Code to scrape , download and upload to youtube daily

Youtube_Automated_Channel Code to scrape , download and upload to youtube daily INSTRUCTIONS Download the Github Repository Download and install Pytho

2 Dec 19, 2021

This repository contains code for a youtube-dl GUI written in PyQt.

youtube-dl-GUI This repository contains code for a youtube-dl GUI written in PyQt. It is based on youtube-dl which is a Video downloading script maint

191 Jan 2, 2023

Source code of paper: "HRegNet: A Hierarchical Network for Efficient and Accurate Outdoor LiDAR Point Cloud Registration".

HRegNet: A Hierarchical Network for Efficient and Accurate Outdoor LiDAR Point Cloud Registration Environments The code mainly requires the following

Intelligent Sensing, Perception and Computing Group

3 Oct 6, 2022

code for paper"3D reconstruction method based on a generative model in continuous latent space"

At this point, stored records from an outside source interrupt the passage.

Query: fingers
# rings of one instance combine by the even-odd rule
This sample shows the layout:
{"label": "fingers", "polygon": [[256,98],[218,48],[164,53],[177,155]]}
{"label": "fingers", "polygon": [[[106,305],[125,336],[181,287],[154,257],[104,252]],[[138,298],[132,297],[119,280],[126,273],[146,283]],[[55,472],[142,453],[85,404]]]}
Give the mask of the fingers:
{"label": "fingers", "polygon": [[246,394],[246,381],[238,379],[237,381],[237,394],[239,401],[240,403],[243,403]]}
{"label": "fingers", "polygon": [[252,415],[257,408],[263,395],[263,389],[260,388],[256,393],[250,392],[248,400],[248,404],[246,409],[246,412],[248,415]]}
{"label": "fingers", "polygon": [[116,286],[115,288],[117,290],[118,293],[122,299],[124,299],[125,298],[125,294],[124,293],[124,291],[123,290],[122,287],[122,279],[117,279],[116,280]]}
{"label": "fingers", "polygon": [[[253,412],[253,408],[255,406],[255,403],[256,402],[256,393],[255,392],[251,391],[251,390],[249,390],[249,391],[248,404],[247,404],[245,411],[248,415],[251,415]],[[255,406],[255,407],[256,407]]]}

PyTorch implementation of 3D-VGT(3D-VAE-GAN-Transformer) This repository contains the source code for the paper "3D reconstruction method based on a g

5 Apr 25, 2022

Code for "Adversarial Motion Priors Make Good Substitutes for Complex Reward Functions"

Adversarial Motion Priors Make Good Substitutes for Complex Reward Functions Codebase for the "Adversarial Motion Priors Make Good Substitutes for Com

54 Dec 13, 2022

GTK4 + Python tutorial with code examples

Taiko's GTK4 Python tutorial Wanna make apps for Linux but not sure how to start with GTK? This guide will hopefully help! The intent is to show you h

190 Jan 8, 2023

This is discord nitro code generator and checker made with python. This will generate nitro codes and checks if the code is valid or not. If code is valid then it will print the code leaving 2 lines and if not then it will print '*'.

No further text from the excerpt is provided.